Spring is coming to Beijing and with it many blooms. Tomorrow I am having delivered a new computer, printer and router which will create more of a sense of this space being an office and not a weigh station for my adventures, and with posting an advert for the first member of staff I am working to create a team that can connect with the team in Singapore and the Beijing community. The main challenge that everyone has told me they face in Beijing is that of recruitment and then retaining staff. The young people that I have met so far have been extremely earnest and keen to please, but then they have been seeking a placement and it may different once they have the rights of an employee. Now that it is officially spring time, the added concern is that potential candidates are not suffering from an imbalance of the elements of wood and earth, or H5N1, and of course that they like my new company name, Yi Tong易通

Man zou (take care)

H5N1 bird flu virus has infected 16 people in
China, of whom 11 have died

Ophelia is the submissive daughter of Polonius, a chief advisor to the new King Claudius, in the play Hamlet by William Shakespeare.

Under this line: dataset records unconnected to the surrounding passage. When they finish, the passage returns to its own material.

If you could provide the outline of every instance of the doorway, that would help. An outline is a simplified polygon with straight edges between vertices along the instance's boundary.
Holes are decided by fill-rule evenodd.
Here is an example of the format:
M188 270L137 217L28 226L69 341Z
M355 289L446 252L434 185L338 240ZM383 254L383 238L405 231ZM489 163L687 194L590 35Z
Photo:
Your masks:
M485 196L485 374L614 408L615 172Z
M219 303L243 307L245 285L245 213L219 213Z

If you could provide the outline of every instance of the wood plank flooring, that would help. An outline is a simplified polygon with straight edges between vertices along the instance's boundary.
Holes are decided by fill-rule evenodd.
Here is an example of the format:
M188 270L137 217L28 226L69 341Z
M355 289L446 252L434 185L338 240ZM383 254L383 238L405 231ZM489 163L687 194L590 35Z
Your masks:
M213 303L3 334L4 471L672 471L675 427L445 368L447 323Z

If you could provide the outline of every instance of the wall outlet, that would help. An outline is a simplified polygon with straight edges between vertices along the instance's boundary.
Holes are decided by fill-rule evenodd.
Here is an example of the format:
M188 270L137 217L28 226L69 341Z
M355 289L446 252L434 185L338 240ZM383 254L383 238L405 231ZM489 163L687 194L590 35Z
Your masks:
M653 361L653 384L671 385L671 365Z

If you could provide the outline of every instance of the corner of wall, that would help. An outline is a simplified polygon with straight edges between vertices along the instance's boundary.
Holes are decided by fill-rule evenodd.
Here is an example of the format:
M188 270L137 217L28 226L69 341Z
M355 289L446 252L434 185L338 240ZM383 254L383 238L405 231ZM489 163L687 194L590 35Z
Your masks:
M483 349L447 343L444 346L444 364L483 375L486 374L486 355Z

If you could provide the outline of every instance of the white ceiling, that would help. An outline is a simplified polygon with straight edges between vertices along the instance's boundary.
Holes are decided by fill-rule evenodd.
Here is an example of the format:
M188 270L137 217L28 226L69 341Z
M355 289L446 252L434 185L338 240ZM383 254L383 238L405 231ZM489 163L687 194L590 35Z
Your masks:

She is deeply loved by both Hamlet and her brother, Laertes. … upon in the play


[1] China Daily ‘How to stay healthy in Spring’. Page 12. March 22nd 2006

[2] Aprea.biz

[3] Thanks to weather.com for precise, unbiased view of the weather

[4] Ophelia is the submissive daughter of Polonius, a chief advisor to the new King Claudius, in the play Hamlet by William Shakespeare. She is deeply loved by both Hamlet and her brother, Laertes. … upon in the play

[5] Tong was the character that I originally chose for my logo in 1995 and therefore has sentimental connections while also remaining true to the vision of the company.